Whilst no subject is safe across Dystopian Dreams…, it’s ultimately the crutch technology has become in our society that sent Joe spiralling down its rabbit hole. The catalyst? Spike Jonze’s sci-fi drama Her, which sees Joaquin Phoenix develop a relationship with an artificially intelligent virtual assistant.
“I felt that Her really encapsulates just how far humans have fallen in their connection with reality. The disconnect between humans, and how it’s easier to connect with technology and fuck people off out of it – that’s basically Joaquin’s character, he feels isolated, he feels cut off from human contact, and so The Escapist is inspired by the film, and by observations of people in society, like I have a friend who can’t get his phone out of his hand, we’re out and it’s like ‘give it a rest’ but that’s the way society is now.”
Whether it’s technology taking over the world, or industry leaders looming over him, Joe’s fired up and ready to get going. Dystopian Dreams… might well be his debut, but it’s merely a stepping stone on his way to stardom. When he got booked for 2000trees, he told his agent he’d headline it in five years – and he believes it, too. Because for him, he’s taking old-school attitudes and applying it to modern music.
“I saw THE EAGLES last week and I was so inspired. They’re in their 70’s opening up sets with this four-part harmony that’s fucking perfect but then other artists playing Glastonbury are fucking shocking. In the EAGLES era, you had to be good – there was no autotune, no digital recording, but now you don’t have to be good, you can be shit and do well.”
Of course, he takes inspiration from acts like LITTLE SIMZ, BOB VYLAN and HOLDING ABSENCE as proof that the “cream always rises to the top.” In fact, as Dystopian Dreams… arrives, it’s the mission statement driving his future.

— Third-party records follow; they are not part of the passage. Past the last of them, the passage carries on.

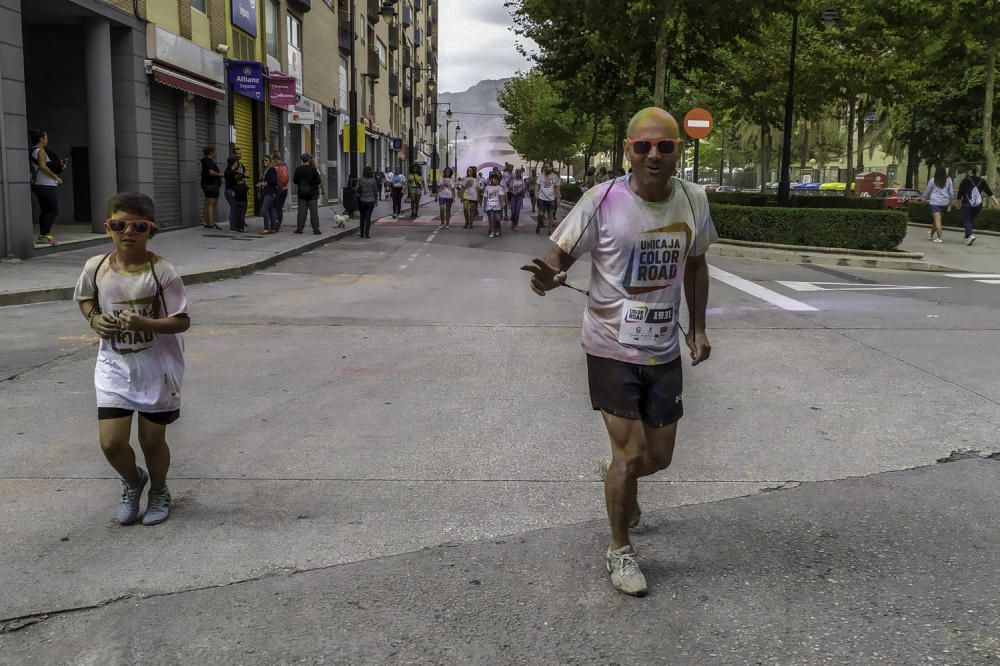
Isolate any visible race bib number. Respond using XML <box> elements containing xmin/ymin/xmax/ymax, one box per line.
<box><xmin>617</xmin><ymin>300</ymin><xmax>675</xmax><ymax>347</ymax></box>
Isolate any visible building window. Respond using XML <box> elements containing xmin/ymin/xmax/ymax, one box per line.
<box><xmin>377</xmin><ymin>37</ymin><xmax>387</xmax><ymax>68</ymax></box>
<box><xmin>265</xmin><ymin>1</ymin><xmax>279</xmax><ymax>59</ymax></box>
<box><xmin>192</xmin><ymin>0</ymin><xmax>207</xmax><ymax>12</ymax></box>
<box><xmin>288</xmin><ymin>14</ymin><xmax>303</xmax><ymax>50</ymax></box>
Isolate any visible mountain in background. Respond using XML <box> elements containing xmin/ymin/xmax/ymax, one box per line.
<box><xmin>439</xmin><ymin>78</ymin><xmax>511</xmax><ymax>141</ymax></box>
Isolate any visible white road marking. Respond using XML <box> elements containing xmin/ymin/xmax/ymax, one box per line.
<box><xmin>944</xmin><ymin>274</ymin><xmax>1000</xmax><ymax>279</ymax></box>
<box><xmin>777</xmin><ymin>280</ymin><xmax>945</xmax><ymax>292</ymax></box>
<box><xmin>975</xmin><ymin>279</ymin><xmax>1000</xmax><ymax>284</ymax></box>
<box><xmin>710</xmin><ymin>266</ymin><xmax>818</xmax><ymax>312</ymax></box>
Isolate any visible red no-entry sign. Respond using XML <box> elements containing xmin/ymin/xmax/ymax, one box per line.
<box><xmin>683</xmin><ymin>108</ymin><xmax>714</xmax><ymax>140</ymax></box>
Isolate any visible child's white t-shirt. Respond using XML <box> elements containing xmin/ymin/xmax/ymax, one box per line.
<box><xmin>74</xmin><ymin>253</ymin><xmax>189</xmax><ymax>412</ymax></box>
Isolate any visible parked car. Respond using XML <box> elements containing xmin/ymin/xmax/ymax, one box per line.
<box><xmin>873</xmin><ymin>187</ymin><xmax>924</xmax><ymax>210</ymax></box>
<box><xmin>716</xmin><ymin>185</ymin><xmax>738</xmax><ymax>193</ymax></box>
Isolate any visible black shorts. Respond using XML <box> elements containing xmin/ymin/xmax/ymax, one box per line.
<box><xmin>537</xmin><ymin>199</ymin><xmax>555</xmax><ymax>213</ymax></box>
<box><xmin>586</xmin><ymin>354</ymin><xmax>683</xmax><ymax>428</ymax></box>
<box><xmin>97</xmin><ymin>407</ymin><xmax>180</xmax><ymax>425</ymax></box>
<box><xmin>202</xmin><ymin>186</ymin><xmax>221</xmax><ymax>199</ymax></box>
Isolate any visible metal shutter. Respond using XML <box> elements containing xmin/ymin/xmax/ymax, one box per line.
<box><xmin>269</xmin><ymin>107</ymin><xmax>282</xmax><ymax>154</ymax></box>
<box><xmin>150</xmin><ymin>85</ymin><xmax>181</xmax><ymax>226</ymax></box>
<box><xmin>233</xmin><ymin>94</ymin><xmax>255</xmax><ymax>215</ymax></box>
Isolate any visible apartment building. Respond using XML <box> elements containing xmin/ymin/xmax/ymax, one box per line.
<box><xmin>0</xmin><ymin>0</ymin><xmax>438</xmax><ymax>259</ymax></box>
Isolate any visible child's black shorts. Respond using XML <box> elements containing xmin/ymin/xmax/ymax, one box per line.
<box><xmin>97</xmin><ymin>407</ymin><xmax>180</xmax><ymax>425</ymax></box>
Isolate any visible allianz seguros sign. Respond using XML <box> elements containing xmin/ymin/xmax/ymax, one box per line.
<box><xmin>228</xmin><ymin>61</ymin><xmax>264</xmax><ymax>101</ymax></box>
<box><xmin>231</xmin><ymin>0</ymin><xmax>257</xmax><ymax>37</ymax></box>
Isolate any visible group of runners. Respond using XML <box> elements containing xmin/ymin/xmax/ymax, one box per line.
<box><xmin>428</xmin><ymin>162</ymin><xmax>564</xmax><ymax>238</ymax></box>
<box><xmin>73</xmin><ymin>106</ymin><xmax>716</xmax><ymax>599</ymax></box>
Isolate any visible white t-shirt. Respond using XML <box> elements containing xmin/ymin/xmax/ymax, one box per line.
<box><xmin>483</xmin><ymin>185</ymin><xmax>504</xmax><ymax>211</ymax></box>
<box><xmin>74</xmin><ymin>253</ymin><xmax>189</xmax><ymax>412</ymax></box>
<box><xmin>31</xmin><ymin>147</ymin><xmax>59</xmax><ymax>187</ymax></box>
<box><xmin>461</xmin><ymin>176</ymin><xmax>479</xmax><ymax>201</ymax></box>
<box><xmin>550</xmin><ymin>176</ymin><xmax>718</xmax><ymax>365</ymax></box>
<box><xmin>538</xmin><ymin>174</ymin><xmax>558</xmax><ymax>201</ymax></box>
<box><xmin>437</xmin><ymin>177</ymin><xmax>455</xmax><ymax>199</ymax></box>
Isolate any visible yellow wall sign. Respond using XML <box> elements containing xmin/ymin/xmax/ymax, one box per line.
<box><xmin>341</xmin><ymin>124</ymin><xmax>366</xmax><ymax>154</ymax></box>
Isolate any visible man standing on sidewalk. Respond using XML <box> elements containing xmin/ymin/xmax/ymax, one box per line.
<box><xmin>293</xmin><ymin>153</ymin><xmax>324</xmax><ymax>235</ymax></box>
<box><xmin>521</xmin><ymin>107</ymin><xmax>717</xmax><ymax>597</ymax></box>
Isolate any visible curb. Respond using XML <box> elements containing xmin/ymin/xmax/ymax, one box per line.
<box><xmin>717</xmin><ymin>238</ymin><xmax>924</xmax><ymax>259</ymax></box>
<box><xmin>710</xmin><ymin>243</ymin><xmax>957</xmax><ymax>272</ymax></box>
<box><xmin>0</xmin><ymin>225</ymin><xmax>360</xmax><ymax>308</ymax></box>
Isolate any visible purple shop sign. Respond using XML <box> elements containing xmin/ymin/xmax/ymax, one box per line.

“We’re so blessed in the UK, we seem to be shining with undeniable talent. But we’ve got a lot of fucking shit getting forced down our throat too. There’re bands where it’s ‘daddy used to be in a band in the 70s, so they got a label and some money but they’re shit’ – I just want to get on a bill with these bands just to teach them a lesson.”
Dystopian Dreams, Utopian Nightmares is out now via AWAL.